Totalmente. Yo quería canciones de los años sesenta que cuadraran, pero que no resultaran tan familiares. Nada de The Doors ni de The Beach Boys. Si tuviera que hacer mi soundtrack favorita de los sesenta, habría mucho de Can, Neu!, Kraftwerk y otras bandas de krautrock. Son bandas de los setenta pero es que me gustan mucho [risas].

  • El último disco de Radiohead, In Rainbows, en un inicio fue una exclusiva de Internet, y los fans tenían que decidir cuánto pagarían por él. En promedio resultó que fue menos de 4 libras, mientras que una tercera parte no pago nada. ¿Un error de cálculos?
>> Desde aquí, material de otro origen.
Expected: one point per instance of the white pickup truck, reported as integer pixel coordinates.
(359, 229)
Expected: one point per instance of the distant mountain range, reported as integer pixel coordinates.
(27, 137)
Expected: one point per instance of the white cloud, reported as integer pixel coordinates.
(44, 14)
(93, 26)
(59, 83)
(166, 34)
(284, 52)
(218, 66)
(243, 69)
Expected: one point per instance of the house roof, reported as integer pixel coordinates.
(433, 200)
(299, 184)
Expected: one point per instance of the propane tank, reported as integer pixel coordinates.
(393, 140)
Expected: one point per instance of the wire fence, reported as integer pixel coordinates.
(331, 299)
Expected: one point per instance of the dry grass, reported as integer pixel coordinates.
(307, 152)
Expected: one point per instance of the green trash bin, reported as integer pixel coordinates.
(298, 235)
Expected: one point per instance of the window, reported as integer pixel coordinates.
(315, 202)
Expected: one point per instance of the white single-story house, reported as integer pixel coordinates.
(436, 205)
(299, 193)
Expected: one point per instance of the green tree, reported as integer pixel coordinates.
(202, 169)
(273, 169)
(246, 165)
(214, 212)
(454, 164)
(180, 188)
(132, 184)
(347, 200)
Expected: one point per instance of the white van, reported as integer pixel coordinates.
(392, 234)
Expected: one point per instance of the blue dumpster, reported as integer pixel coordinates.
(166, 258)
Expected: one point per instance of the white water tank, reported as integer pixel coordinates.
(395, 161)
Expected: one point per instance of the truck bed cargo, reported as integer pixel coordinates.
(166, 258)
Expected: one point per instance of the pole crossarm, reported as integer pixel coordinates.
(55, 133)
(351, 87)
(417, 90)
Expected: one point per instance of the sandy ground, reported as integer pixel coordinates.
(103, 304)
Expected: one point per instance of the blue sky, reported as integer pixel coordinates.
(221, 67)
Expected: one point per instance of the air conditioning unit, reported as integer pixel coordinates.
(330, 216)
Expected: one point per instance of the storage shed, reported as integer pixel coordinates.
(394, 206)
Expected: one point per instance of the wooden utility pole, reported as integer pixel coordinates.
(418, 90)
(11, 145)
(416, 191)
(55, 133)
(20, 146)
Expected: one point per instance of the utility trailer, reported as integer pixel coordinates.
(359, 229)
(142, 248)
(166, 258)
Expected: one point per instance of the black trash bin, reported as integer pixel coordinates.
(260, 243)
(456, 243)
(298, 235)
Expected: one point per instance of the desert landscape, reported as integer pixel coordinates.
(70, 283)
No. Al menos fue un evento que dio de qué hablar entre la gente, y todos los que bajaron el disco pensaron sobre cuánto valor tiene la música para ellos y sobre cómo se debe vender la música en el futuro.

  • ¿Alguna vez has bajado música ilegalmente?

De discos nuevos no, pero sí he descargado discos que tengo en acetatos y de los que necesito un respaldo. Mira, es una discusión difícil y así va a ser todo el tiempo, pero los niños ya no compran discos compactos. Los estudiantes se llevan sus laptops a la universidad y llenan sus discos duros de música. Ya no hay reproductores de CD. Ese medio ya cumplió su apogeo. No sé ni siquiera si habrá un futuro para la música de paga, y las compañías de discos tampoco lo pueden predecir. Todas las ideas son bienvenidas.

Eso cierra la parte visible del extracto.